This morning I was up early (with my one year old) devoting some time to my sadhana, or my own personal spiritual practice. I was working my way through a warrior sequence when, as I reached my fingertips up and arched my back into the Warrior 1 posture, I caught myself doing something troublesome – holding my breath.

Normally I love pranayama (breathing) exercises. I enjoy the crisp April air, taking it in through my nose to fill down to the depths of my lungs. But just as I occasionally catch myself gritting my teeth or tensing my muscles, today I found myself cutting off the prana, the life force, to my body.

“Yoga” comes from the Sanskrit “yuj,” which means “to unite” or “yoke.” I’ve been reflecting today on just what it might be that we are yoking together. Today, the union I needed was between my breath, and my body.

As an assault survivor, often the unions that get most neglected is between the body and the mind, or the body and the present moment.
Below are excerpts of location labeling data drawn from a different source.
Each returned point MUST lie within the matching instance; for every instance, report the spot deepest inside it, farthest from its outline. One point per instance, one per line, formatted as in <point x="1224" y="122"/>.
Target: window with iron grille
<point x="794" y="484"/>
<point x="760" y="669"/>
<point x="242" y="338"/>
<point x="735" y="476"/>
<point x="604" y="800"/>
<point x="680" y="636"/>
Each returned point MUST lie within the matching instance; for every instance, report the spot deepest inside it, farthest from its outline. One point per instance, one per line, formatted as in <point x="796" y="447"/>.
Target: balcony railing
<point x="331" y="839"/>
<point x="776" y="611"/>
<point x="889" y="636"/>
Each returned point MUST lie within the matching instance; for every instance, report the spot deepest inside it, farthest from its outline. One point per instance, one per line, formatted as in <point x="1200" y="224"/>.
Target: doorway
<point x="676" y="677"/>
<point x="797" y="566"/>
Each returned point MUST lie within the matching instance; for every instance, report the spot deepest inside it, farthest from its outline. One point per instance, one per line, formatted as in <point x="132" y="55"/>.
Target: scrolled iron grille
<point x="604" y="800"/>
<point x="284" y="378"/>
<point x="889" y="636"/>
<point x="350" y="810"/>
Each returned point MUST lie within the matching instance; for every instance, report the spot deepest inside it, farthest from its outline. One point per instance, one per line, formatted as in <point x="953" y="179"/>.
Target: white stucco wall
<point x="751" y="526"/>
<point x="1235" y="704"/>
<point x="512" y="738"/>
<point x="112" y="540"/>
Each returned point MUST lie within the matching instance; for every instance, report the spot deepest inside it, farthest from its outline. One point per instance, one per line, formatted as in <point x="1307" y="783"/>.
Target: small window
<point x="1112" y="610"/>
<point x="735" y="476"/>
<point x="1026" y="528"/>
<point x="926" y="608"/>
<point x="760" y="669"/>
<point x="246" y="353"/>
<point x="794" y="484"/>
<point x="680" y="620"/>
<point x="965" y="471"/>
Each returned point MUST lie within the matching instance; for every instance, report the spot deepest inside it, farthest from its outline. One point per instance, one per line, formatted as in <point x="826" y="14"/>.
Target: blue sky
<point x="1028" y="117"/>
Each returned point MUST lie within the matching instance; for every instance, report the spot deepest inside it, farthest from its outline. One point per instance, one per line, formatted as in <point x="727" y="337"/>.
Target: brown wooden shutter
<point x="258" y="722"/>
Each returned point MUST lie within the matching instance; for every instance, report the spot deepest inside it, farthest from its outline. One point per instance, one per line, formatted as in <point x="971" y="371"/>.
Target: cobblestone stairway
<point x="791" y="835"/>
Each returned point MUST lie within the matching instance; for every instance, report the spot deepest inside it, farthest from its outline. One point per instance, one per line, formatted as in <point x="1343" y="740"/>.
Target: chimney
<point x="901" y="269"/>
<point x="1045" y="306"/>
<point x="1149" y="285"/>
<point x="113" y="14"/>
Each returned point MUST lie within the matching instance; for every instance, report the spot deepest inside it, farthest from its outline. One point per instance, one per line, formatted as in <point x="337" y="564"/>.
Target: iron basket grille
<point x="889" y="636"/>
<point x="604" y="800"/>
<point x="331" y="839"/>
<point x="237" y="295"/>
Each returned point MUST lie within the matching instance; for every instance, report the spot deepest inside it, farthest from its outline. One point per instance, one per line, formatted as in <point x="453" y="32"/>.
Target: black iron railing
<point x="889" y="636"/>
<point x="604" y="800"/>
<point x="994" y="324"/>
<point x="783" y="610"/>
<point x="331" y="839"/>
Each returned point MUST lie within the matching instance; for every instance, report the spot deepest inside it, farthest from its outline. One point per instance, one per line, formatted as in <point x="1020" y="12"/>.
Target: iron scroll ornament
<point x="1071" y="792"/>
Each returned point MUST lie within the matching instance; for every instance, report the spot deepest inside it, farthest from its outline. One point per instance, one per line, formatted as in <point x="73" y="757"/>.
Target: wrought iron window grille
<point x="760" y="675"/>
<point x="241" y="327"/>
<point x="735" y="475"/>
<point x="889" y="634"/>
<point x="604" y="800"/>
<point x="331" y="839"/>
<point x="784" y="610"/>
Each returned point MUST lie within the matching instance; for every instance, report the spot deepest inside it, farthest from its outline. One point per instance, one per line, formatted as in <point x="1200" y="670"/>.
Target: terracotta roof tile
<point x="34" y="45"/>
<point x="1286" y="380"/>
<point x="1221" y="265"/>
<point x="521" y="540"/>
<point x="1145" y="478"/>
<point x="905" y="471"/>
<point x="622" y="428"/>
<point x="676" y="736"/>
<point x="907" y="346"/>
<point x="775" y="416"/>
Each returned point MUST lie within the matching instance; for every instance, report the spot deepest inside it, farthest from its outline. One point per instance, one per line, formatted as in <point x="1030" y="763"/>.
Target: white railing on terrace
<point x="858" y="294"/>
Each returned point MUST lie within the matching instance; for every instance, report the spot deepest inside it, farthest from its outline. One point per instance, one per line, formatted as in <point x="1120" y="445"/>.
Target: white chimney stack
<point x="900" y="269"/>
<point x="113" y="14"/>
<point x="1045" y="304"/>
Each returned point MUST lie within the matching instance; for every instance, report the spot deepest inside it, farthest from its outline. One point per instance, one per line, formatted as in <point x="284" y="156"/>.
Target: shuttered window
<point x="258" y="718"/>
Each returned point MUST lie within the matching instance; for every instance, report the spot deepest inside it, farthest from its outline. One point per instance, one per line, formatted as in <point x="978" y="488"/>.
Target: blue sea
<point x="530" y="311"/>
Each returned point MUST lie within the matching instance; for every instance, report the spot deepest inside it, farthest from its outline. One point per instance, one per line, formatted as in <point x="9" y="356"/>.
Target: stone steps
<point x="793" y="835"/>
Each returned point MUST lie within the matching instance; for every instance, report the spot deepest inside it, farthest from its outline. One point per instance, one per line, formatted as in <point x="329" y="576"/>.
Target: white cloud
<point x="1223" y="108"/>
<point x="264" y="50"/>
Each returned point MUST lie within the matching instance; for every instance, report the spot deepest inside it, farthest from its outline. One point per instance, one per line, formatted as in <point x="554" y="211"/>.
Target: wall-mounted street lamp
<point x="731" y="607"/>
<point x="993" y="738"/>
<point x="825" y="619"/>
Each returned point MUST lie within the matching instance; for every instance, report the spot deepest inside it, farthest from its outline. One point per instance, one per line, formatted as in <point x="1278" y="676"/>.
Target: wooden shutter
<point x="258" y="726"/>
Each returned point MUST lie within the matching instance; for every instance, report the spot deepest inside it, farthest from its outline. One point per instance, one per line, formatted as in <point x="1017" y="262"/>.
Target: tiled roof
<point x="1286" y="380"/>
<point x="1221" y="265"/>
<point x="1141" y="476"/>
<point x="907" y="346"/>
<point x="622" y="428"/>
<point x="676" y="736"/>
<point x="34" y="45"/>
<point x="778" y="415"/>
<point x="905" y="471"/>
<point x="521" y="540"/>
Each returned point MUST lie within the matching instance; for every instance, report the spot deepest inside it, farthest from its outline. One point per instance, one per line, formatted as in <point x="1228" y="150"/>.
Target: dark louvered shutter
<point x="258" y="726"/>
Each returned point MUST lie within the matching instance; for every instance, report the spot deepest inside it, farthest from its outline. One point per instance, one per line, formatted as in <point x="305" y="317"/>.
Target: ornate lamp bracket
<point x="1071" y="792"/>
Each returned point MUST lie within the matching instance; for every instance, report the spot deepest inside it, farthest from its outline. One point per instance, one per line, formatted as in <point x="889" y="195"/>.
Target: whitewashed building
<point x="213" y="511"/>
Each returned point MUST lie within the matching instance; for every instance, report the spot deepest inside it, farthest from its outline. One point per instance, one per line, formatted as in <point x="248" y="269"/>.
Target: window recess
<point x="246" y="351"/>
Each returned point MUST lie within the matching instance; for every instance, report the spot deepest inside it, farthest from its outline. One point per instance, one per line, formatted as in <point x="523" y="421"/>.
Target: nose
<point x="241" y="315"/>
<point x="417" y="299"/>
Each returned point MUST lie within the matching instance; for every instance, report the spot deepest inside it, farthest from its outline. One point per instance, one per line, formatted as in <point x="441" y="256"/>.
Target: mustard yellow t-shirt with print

I was explaining to a writer recently that it becomes easy to dissociate – that is, to disconnect – your mind from your body. To see your body as an entirely different entity than you. Something that is bad; something that causes hurt, pain, and trouble.

To reconnect, however – to re-unite the body and mind, to reconnect the body to the here and now – can initially be difficult. It is, however, an important process in finding the present moment and being in it. Not being in the past, where trauma has dug in its roots; not being lost in the future, where anxiety haunts us. It is in the present moment that we find gratitude, serenity, and that peace for the mind exists.

Yoga can do that for us. Pranayama can, too. Like cool air for the lungs, we can breathe in peace, and feel it fill us, down to the depths of our soul. That is a blessed union.